Michael Kiwanuka - Love & Hate
When Home Again, Michael Kiwanuka’s critically acclaimed debut, didn’t really hit the commercial heights that its quality deserved, he squirreled himself away from the limelight and took his time over its follow-up. Now, four years on, the Londoner returns with Love & Hate, assisted by super-producer Danger Mouse, and influenced by some of the genuine greats of the soul scene: Marvin Gaye, Isaac Hayes, and John Lennon.
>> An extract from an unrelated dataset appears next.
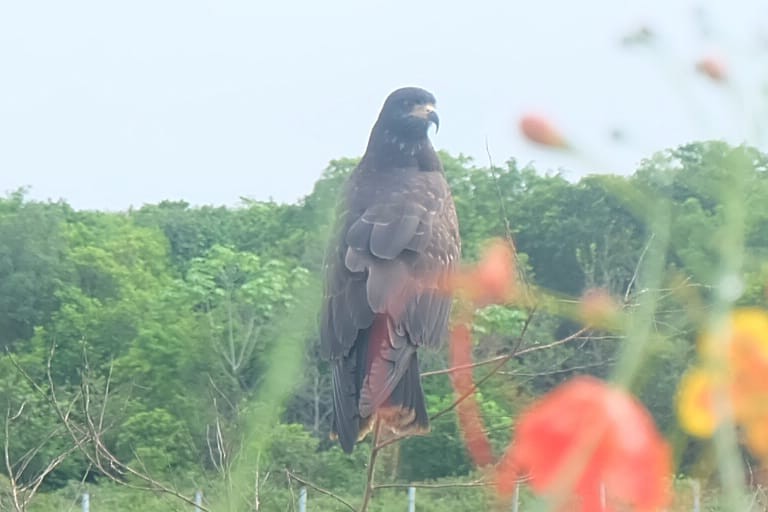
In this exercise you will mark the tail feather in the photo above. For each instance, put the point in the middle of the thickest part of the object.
(379, 378)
That break from the cycle of touring and recording, plus the addition of a new team and change in focus has made a big impact on Kiwanuka’s sound.
Without a hint of pressure the album kicks off with the near ten minute opus ‘Cold Little Heart’, which grows and evolves from an instrumental first half into something powered by the 29 year old's voice in the second five minutes. It’s a puff of the chest and a stake in the ground: I’m here and I’m good. Also showing the new depth of production that layers emotion and passion through the songs. ‘Black Man In A white World’ has a choral refrain that’s singalong ready, but a message that hits home hard in 2016. The terrific title track melds acoustic guitar strumming with reverb dripping backing vocals, and a slow, slinky beat. It’s soul music where the guts of 1976 meet the styling of 2016. ‘Father’s Child’ lightens the sound a little but still packs a punch, whereas ‘One More Night’ enlists the spirit of Amy Winehouse’s best work.
Where his debut was partially hidden in the shadows of the past, Love & Hate embraces that soul legacy while stretching for something new and brave; something just within reach. All power to Kiwanuka for trying, and succeeding, with something pretty darn different.